Many people stopped to see the child. Among them was a young priest. He had been listening for everyone who stopped for a while. He had a severe face, with a large brow, and a profound glance. Eventually, he thrust the crowd silently aside, and proclaimed that he would be the one to adopt the child.

He took it in his cassock and carried it off. The spectators followed him with frightened glances. A moment later, he had disappeared through the door, which led from the church to the cloister.

When the first surprise was over, one of the spectators bent down to the ear of another,—

“I told you so, sister,—that young clerk, Monsieur Claude Frollo, is a sorcerer.”

Chapter II

Claude Frollo

In fact, Claude Frollo was no common person.

He belonged to one of those middle-class families which were called the high bourgeoise or the petty nobility.

He had been destined from infancy, by his parents, to the ecclesiastical profession. He had been taught to read in Latin; he had been trained to keep his eyes on the ground and to speak low. While still a child, his father had cloistered him in the college of Torchi in the University.

Frollo was a sad, grave, serious child, who studied ardently, and learned quickly. Thus, at sixteen years of age, he might have held his own against a father of the church in mystical theology; in canonical theology, against a father of the councils; in scholastic theology, against a doctor of Sorbonne.

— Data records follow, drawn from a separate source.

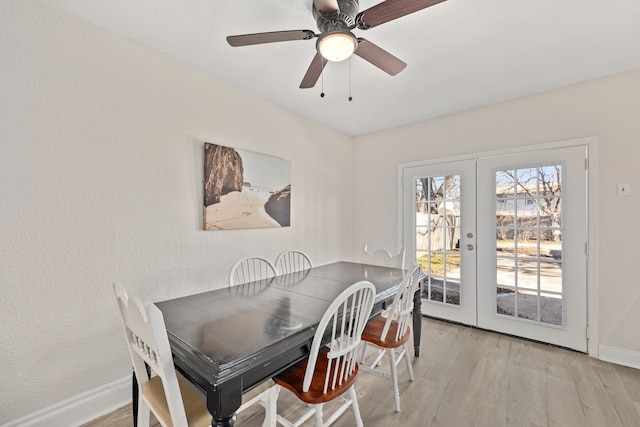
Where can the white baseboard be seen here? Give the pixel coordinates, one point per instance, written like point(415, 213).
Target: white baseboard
point(81, 408)
point(620, 356)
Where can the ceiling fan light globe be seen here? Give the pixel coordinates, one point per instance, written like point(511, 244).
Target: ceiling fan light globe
point(337, 46)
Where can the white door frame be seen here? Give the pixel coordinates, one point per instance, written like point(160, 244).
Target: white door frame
point(592, 214)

Theology conquered, he had plunged into decretals. Then he flung himself upon medicine, on the liberal arts. At the age of eighteen, he had made his way through the four faculties; it seemed to the young man that life had but one sole object: learning.

The excessive heat of the summer of 1466 caused that grand outburst of the plague which carried off more than forty thousand souls in Paris. The rumor spread in the University that the Rue Tirechappe was especially devastated by it. It was there that Claude’s parents resided. The young scholar rushed in great alarm to the paternal mansion. When he entered it, he found that both father and mother had died on the preceding day. A very young brother of his, was still alive and crying abandoned in his cradle. This was all that remained to Claude of his family. Up to that moment, he had lived only in science; he now began to live in life.

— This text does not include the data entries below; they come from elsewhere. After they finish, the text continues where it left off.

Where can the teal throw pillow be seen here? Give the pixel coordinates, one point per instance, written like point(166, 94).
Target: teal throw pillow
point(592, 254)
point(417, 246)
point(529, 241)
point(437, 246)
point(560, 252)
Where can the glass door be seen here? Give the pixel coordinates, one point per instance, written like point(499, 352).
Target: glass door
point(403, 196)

This catastrophe was a crisis in Claude’s existence. Orphaned, the eldest, head of the family at the age of nineteen, he felt himself rudely recalled from school to the realities of this world. Then, moved with pity, he was seized with passion and devotion towards the child, his brother.

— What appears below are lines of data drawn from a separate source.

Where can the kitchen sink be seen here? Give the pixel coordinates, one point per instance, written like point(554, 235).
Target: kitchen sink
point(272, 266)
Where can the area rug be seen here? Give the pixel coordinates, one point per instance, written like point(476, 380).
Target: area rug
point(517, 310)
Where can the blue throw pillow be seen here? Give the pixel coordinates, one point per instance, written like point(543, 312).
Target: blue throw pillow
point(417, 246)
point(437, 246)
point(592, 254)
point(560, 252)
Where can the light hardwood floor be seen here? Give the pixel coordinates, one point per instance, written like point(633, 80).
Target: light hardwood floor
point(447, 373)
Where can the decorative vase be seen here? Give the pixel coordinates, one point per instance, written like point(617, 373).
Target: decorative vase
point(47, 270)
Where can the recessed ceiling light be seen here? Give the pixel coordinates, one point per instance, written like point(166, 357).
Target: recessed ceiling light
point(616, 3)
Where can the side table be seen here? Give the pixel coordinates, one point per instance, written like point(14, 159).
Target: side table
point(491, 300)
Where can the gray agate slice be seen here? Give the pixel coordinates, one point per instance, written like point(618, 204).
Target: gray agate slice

This young brother, without mother or father, this little child which had fallen abruptly from heaven into his arms, made a new man of him. He threw himself into the love for his little Jehan with the passion of a character already profound, ardent, concentrated; that poor frail creature, pretty, fair-haired, rosy, and curly, touched him to the bottom of his heart. He was more than a brother to the child; he became a mother to him.

Little Jehan had lost his mother while he was still at the breast; Claude gave him to a nurse. There was a miller’s wife there who was nursing a fine child; it was not far from the university, and Claude carried the little Jehan to her in his own arms.

From that time forth, feeling that he had a burden to bear, he took life very seriously. The thought of his little brother became not only his recreation, but the object of his studies. He resolved to consecrate himself entirely to a future for which he was responsible in the sight of God, and never to have any other wife, any other child than the happiness and fortune of his brother. At the age of twenty, he was a priest, and served as the youngest of the chaplains of Notre-Dame.